Usa: Obama non disarma l'America, nè ammaina la bandiera dell'odio

Scritto per Il Fatto Quotidiano del 21/06/2015

Neppure dopo i morti di Charleston, gli americani depongono le armi e ammainano la bandiera dell’odio raziale, quella che Barack Obama vorrebbe riposta nei musei: la bandiera confederata evoca la Guerra di Secessione, Nord contro Sud, abolizionisti contro schiavisti, Lincoln contro Lee. Al Sud, ma non solo, è ancora spesso esibita, sempre abbinata alle note di Dixie, inno non ufficiale della Confederazione. Una bandiera che, fino a venerdì, sventolava sul Parlamento e il Governo della South Carolina, a Columbia, la capitale, nonostante il massacro mercoledì di 9 afroamericani nella storica 'Black Church' della vicina Charleston, mentre le bandiera a stelle e strisce e statale erano a mezz'asta.

Le famiglie delle vittime e le comunità dei neri attraverso l’Unione hanno percepito quello sventolio come “un insulto”. La bandiera confederata, adottata nel 1861 dagli Stati del Sud che volevano staccarsi dal Nord (tra essi, la South Carolina), è tuttora un simbolo per chi crede nella supremazia dei bianchi. E alcuni Stati del Sud ne conservano l’immagine nella loro bandiera o la innalzano ufficialmente per onorare quanti combatterono nella Guerra Civile.

Un clima ‘culturale’ che ha esaltato Dylann Roof, 21 anni, il killer di Charleston che voleva innescare proprio una Guerra Civile: su un suo sito, creato a febbraio, un 'proclama’ della supremazia bianca e decine di foto, con le armi in pugno oppure nei luoghi delle sconfitte confederate.

Fatti che testimoniano come l’America di Obama fatichi a superare i suoi pregiudizi razziali. Anzi, Le Monde rileva che il primo nero alla Casa Bianca non solo non ha attenuato le tensioni razziali, ma, per il solo fatto di essere stato eletto, le ha acuite. Così, c’è stata una scia di morti e di violenze a sfondo razziale, negli ultimi 18 mesi, senza precedenti da anni: neri inermi e per lo più giovani uccisi dalla polizia da New York al Texas, dalla Florida al Missouri.

‘Disarmato’ contro il razzismo, il presidente non è neppure riuscito a smuovere la politica e la gente sulla limitazione delle armi: il diritto a possederle si basa sul II emendamento della Costituzione, che risale addirittura al 1981, ai tempi della Guerra d’Indipendenza. Dopo numerose sentenze talora contraddittorie, nel luglio 2008 la Corte Suprema ha riaffermato tale diritto, attribuendogli un’importanza confrontabile con il diritto di voto e la libertà di espressione, bocciando una legge del Distretto di Columbia, dove sorge Washington, che vietava ai residenti il possesso.

Le regole variano da Stato a Stato e, in genere, nel Sud e nel West sono più lasse che nel Nord-Est. Non è una battuta dire che può essere più facile per un giovane acquistare una pistola che ordinare una birra al bar.

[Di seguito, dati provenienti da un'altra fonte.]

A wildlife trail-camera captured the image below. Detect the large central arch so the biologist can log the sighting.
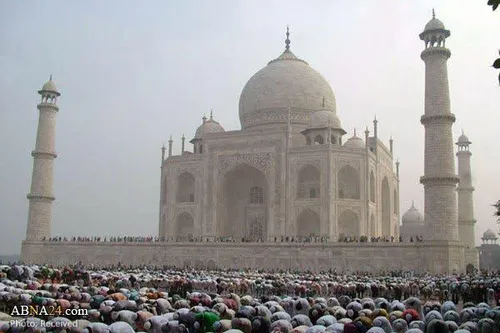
[382,177,391,236]
[338,210,360,238]
[217,163,269,241]
[175,212,194,240]
[338,165,360,200]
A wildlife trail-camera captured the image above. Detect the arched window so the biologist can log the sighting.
[394,190,399,214]
[370,171,375,202]
[250,186,264,204]
[338,165,360,200]
[297,165,320,199]
[338,210,359,237]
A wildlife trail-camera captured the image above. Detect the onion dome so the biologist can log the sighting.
[402,202,424,224]
[424,16,446,31]
[194,112,225,139]
[420,9,450,40]
[481,229,497,240]
[342,129,365,149]
[38,75,60,96]
[239,29,335,129]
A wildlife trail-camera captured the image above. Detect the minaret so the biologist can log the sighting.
[26,75,61,241]
[420,11,459,241]
[456,131,479,268]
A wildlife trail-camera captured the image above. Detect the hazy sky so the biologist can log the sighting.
[0,0,500,254]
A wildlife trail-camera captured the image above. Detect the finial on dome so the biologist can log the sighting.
[285,26,290,50]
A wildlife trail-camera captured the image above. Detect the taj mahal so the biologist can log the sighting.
[22,14,479,274]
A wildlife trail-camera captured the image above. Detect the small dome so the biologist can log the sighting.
[342,130,365,148]
[483,229,497,239]
[307,110,341,129]
[402,202,424,224]
[239,31,336,129]
[40,75,59,94]
[194,117,225,138]
[424,17,446,31]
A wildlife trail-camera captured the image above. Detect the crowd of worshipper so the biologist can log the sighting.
[42,235,423,243]
[0,264,500,333]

Dopo il massacro di Charleston –nove neri uccisi dal giovane supremazista bianco-, Obama dice: “Sul controllo delle armi, dobbiamo smuovere l’opinione pubblica”, ricordando che se la riforma che lui aveva in mente fosse stata adottata le stragi sarebbero meno frequenti. Il presidente non cede all’idea che Charleston sia “la nuova normalità” e crede che gli americani faranno “la cosa giusta”.

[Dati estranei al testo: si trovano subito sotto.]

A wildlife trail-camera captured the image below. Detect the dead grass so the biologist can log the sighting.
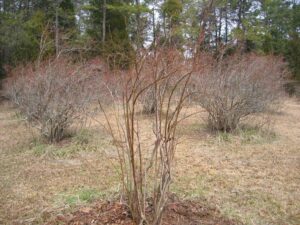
[0,99,300,225]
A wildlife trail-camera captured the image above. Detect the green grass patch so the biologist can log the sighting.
[56,187,106,206]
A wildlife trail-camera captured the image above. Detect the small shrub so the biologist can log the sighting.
[193,55,285,132]
[6,60,94,142]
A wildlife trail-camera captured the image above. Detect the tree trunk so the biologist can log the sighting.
[55,2,59,56]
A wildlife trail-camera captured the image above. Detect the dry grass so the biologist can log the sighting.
[0,99,300,225]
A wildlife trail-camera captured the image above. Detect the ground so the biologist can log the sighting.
[0,98,300,225]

I sondaggi gli danno torto, anche se armi se ne vendono di meno. La Colt, la cui pistola è un’icona del Far West, ha appena chiesto la bancarotta controllata, sommersa dai debiti dopo 179 anni d’attività, e s’è messa in vendita. A gravare sui bilanci, più che le minori vendite ai privati, sono però state mancate commesse federali.

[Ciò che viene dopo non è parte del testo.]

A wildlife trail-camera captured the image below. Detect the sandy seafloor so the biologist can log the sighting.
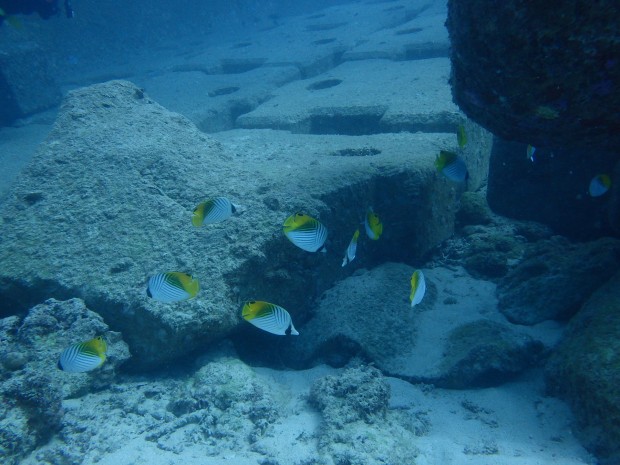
[0,0,596,465]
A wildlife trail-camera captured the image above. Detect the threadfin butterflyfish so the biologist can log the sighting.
[409,270,426,307]
[435,150,469,182]
[241,300,299,336]
[146,271,200,303]
[58,336,108,373]
[456,124,467,148]
[525,144,536,162]
[283,212,327,252]
[364,207,383,241]
[342,229,360,266]
[192,197,237,227]
[588,174,611,197]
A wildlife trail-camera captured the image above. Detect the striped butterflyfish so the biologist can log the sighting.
[364,207,383,241]
[435,150,469,182]
[192,197,237,227]
[409,270,426,307]
[146,271,200,303]
[456,124,467,148]
[241,300,299,336]
[342,229,360,266]
[588,174,611,197]
[283,213,327,252]
[58,336,108,373]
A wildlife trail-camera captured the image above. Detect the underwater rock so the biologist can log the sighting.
[342,2,450,60]
[0,81,464,369]
[147,358,279,455]
[309,366,418,465]
[0,42,61,125]
[435,320,544,389]
[135,66,300,133]
[286,263,543,389]
[309,366,390,428]
[497,236,620,325]
[236,58,463,135]
[0,299,129,463]
[26,354,281,464]
[437,214,552,282]
[545,273,620,465]
[456,191,493,227]
[446,0,620,150]
[487,137,620,240]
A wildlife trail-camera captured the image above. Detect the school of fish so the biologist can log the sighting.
[58,125,612,373]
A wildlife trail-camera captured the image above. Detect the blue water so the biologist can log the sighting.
[0,0,618,465]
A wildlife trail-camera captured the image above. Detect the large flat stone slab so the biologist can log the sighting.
[237,58,462,135]
[287,263,557,388]
[0,81,464,368]
[342,2,450,60]
[135,66,300,132]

Difeso dalla lobby della National Rifles Association, il diritto al possesso delle armi è radicato nell’opinione pubblica. Il sito FiveThirtyEight scrive che il massacro di Charleston non avrà impatto: i repubblicani non ne vogliono sentire parlare, molti democratici sono contrari o tiepidi. Secondo i sondaggi, il sostegno anti-armi è addirittura andato calando negli ultimi 25 anni. Episodi come le stragi nel liceo di Columbine (Colorado) nel 1998 e nella scuola di Newtown (Connecticut) nel 2012 hanno provocato picchi d’indignazione e di preoccupazione di breve durata, perché dopo due a tre settimane l’attenzione si riassorbe. Fino alla strage successiva.